Otworzył list Małgosi. Jego Małgosi. Do TEGO CAŁEGO PAWŁA. Który wcale nie został gdzieś tam w Stanach, tylko najwyraźniej tkwił w jej głowie, a może i w sercu. No tak… cóż on, Maciek, może jej zaoferować? Jaką przyszłość? A Paweł? Małgosia kiedyś opowiadała, że jego rodzice mają dom, czy coś… chyba jakąś łódkę, może jacht?
– To tylko listy! – krzyknęła Małgosia. – To tylko zwrot grzecznościowy.
– Tak? Bardzo ciekawe. Do każdego piszesz per „kochany”? A czemu nie „drogi”? Czemu nie „drogi Pawle” tylko akurat „kochany”? A czemu nie po prostu „hej?”. Czemu „kochany Pawle?” – gorączkował się Maciek.
– Maciek… otworzyłeś akurat taki list. W innych jest „hej”. W innych jest „cześć”… Zajrzyj.
– Nie mam zwyczaju czytać cudzych listów.
– A ten przeczytałeś!
– Dobrze wiesz, że nie! Wiesz, że tylko nagłówek! I trudno było go nie przeczytać, skoro wyskoczył na cały ekran! Kolorowy!
– To przeczytaj! Ten był zresztą z życzeniami urodzinowymi.
– No to już szczyt! Pamiętasz o jego urodzinach?
– Maciek! Zapewniam cię, że w moich listach nic takiego nie ma. Prędzej byś znalazł to, czego szukasz, w jego listach do mnie.
– Co takiego?! – Maciek aż oczy wytrzeszczył ze zdumienia. Facet coś ci pisze… coś… intymnego, a ty za moimi plecami z nim korespondujesz?

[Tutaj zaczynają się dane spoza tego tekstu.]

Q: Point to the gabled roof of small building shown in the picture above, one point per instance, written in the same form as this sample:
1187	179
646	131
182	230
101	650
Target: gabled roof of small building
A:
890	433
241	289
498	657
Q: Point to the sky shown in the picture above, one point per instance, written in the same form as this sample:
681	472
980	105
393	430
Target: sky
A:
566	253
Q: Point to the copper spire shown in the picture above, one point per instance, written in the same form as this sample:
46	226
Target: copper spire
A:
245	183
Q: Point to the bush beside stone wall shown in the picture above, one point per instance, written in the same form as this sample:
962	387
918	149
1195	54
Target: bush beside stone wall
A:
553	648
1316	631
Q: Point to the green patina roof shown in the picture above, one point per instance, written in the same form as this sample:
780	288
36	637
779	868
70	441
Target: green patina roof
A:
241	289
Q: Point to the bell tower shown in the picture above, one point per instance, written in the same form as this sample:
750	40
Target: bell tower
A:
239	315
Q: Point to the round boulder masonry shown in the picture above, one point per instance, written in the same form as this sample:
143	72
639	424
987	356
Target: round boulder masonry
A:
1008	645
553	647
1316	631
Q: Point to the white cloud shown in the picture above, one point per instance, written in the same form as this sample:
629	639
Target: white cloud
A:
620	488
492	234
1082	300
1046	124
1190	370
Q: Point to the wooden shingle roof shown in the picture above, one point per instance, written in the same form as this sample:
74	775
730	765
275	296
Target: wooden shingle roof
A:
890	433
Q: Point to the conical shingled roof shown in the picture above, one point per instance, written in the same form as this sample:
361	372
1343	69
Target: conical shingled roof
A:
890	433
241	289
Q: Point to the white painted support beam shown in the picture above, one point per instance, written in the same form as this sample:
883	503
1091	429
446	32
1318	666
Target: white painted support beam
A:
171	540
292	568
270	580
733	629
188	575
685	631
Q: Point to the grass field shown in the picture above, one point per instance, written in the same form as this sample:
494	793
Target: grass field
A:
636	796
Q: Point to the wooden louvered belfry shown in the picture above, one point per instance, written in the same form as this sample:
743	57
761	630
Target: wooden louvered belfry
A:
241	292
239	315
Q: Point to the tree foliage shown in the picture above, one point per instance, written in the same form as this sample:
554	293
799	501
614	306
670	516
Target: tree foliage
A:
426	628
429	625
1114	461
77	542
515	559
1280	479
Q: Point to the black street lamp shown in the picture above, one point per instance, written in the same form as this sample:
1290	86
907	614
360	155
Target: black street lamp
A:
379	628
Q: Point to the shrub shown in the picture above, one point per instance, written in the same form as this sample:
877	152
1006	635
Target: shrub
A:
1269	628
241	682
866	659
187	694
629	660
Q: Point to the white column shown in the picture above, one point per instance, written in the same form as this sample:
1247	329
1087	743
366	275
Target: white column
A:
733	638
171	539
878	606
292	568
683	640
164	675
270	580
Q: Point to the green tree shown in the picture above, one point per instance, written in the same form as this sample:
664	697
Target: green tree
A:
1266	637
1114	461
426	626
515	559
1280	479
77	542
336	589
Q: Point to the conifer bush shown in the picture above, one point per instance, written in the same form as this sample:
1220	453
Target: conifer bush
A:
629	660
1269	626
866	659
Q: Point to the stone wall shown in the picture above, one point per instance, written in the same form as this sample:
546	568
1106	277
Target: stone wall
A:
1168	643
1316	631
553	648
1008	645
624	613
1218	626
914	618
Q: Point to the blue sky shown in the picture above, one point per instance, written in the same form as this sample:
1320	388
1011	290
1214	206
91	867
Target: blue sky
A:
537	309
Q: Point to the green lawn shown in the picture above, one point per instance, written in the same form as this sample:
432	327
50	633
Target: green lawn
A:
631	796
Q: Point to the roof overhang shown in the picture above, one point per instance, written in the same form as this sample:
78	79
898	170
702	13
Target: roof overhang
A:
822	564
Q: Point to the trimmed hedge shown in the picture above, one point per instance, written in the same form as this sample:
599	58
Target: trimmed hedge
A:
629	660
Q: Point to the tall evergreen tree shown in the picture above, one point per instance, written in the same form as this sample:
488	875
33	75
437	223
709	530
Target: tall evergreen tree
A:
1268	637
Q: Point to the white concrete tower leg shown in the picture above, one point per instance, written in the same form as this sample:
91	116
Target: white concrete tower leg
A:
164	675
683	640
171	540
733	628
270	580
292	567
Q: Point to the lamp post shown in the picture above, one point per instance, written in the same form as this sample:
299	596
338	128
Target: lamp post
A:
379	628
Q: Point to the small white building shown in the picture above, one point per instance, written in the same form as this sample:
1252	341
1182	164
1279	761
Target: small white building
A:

– Ale on jest tam samotny!
– Wiesz co…? Wiesz co? – Maciek zaciskał dłonie w pięści. – Samotny? Samotny, mówisz? To może mu jeszcze swoje majtki poślesz!
– Maciek! Jak możesz?
– Jak mogę? Ja ci zaraz powiem, jak mogę! Jest maj! Kurczę! Maj! Czyli… policzmy… – Maciek, mrużąc oczy, zaczął odginać palce: – Wrzesień… październik… kwiecień… maj. Dziesięć miesięcy! Dziesięć miesięcy mnie oszukujesz!!! Dziesięć miesięcy pisujesz sobie do jakiegoś obcego faceta! Pisujesz „kochany Pawle” i pytasz mnie, jak ja mogę? Jak ty możesz? – Ale to nic takiego.

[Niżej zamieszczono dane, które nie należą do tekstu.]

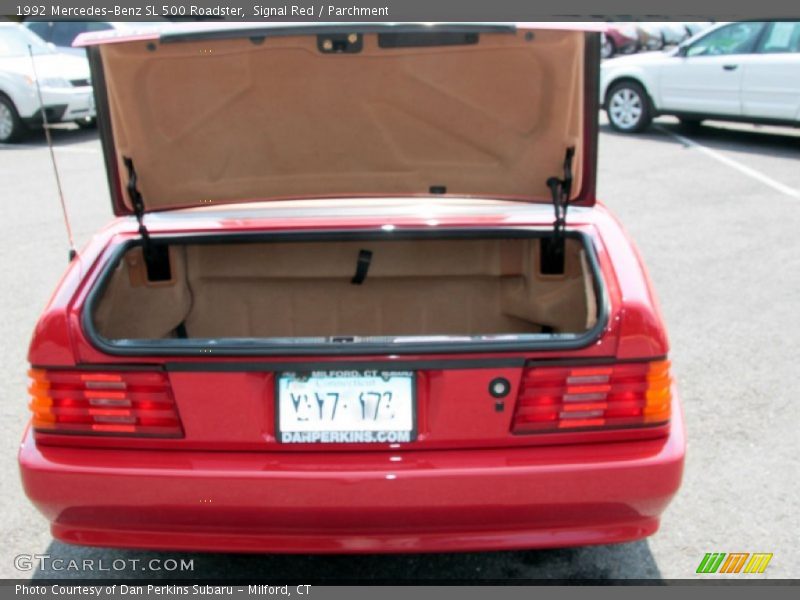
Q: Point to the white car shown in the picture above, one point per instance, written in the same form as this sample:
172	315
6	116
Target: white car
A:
746	71
64	80
62	33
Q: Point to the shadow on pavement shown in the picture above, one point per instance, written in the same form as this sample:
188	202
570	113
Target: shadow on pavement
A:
620	561
65	134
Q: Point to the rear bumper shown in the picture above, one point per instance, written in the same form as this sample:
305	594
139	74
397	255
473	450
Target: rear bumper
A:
67	104
410	501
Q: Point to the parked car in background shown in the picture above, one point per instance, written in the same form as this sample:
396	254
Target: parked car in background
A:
619	38
320	328
695	27
63	33
746	71
673	33
64	81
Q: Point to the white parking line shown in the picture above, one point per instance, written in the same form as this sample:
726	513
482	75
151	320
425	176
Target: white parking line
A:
734	164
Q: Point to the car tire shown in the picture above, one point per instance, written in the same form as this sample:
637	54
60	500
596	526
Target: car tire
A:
608	49
628	107
11	126
691	124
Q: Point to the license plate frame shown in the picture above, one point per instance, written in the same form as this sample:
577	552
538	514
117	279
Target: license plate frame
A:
349	435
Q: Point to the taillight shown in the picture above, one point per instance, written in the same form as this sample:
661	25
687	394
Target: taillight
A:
603	397
137	403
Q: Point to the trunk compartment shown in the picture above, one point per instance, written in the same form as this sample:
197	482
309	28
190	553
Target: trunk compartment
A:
473	290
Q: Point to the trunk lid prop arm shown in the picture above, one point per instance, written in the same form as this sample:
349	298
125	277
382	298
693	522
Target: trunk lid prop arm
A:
138	206
561	189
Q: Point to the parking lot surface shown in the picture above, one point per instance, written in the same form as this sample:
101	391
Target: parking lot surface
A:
716	215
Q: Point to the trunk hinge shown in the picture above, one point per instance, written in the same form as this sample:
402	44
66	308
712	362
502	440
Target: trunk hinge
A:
552	255
138	204
156	258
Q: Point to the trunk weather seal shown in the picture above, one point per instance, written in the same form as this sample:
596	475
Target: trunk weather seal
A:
262	347
263	32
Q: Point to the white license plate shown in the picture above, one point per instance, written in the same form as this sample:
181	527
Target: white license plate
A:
370	406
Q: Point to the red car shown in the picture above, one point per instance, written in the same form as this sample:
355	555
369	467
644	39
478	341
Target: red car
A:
336	313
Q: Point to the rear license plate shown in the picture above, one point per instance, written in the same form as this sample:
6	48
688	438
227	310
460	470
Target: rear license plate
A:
346	407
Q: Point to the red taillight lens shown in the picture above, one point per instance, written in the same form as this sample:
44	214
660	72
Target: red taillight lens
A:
137	403
564	398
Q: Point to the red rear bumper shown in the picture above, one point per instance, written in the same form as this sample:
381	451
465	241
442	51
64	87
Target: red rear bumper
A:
410	501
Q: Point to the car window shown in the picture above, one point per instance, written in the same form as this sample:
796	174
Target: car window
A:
736	38
41	28
782	36
65	32
14	41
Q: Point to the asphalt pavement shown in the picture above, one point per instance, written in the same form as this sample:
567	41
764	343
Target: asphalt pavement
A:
716	215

– Jeśli nic takiego, to czemu nigdy mi o tym nie wspomniałaś nawet słowem?
– Bałam się twojej reakcji.
– Mojej? Znaczy, że nie masz do mnie zaufania.
– To ty do mnie.
– Wiesz co… – Maciek zawiesił głos. Powoli wstał sprzed komputera i podniósł leżący na podłodze plecak. – To ty wtedy zrobiłaś mi awanturę o dziewczynę, która mnie nic nie obchodzi, o której istnieniu nawet na śmierć zapomniałem, a sama robisz mi coś takiego? Teraz już wszystko rozumiem. Mama miała rację, jak kiedyś wspomniała, że każdy sądzi według siebie.
– W głosie Maćka czuć było żal, zaskoczenie, rozczarowanie i smutek.
Spojrzał na Małgosię tak, że skuliła się w sobie. Po czym pokiwawszy smętnie głową, po prostu wyszedł.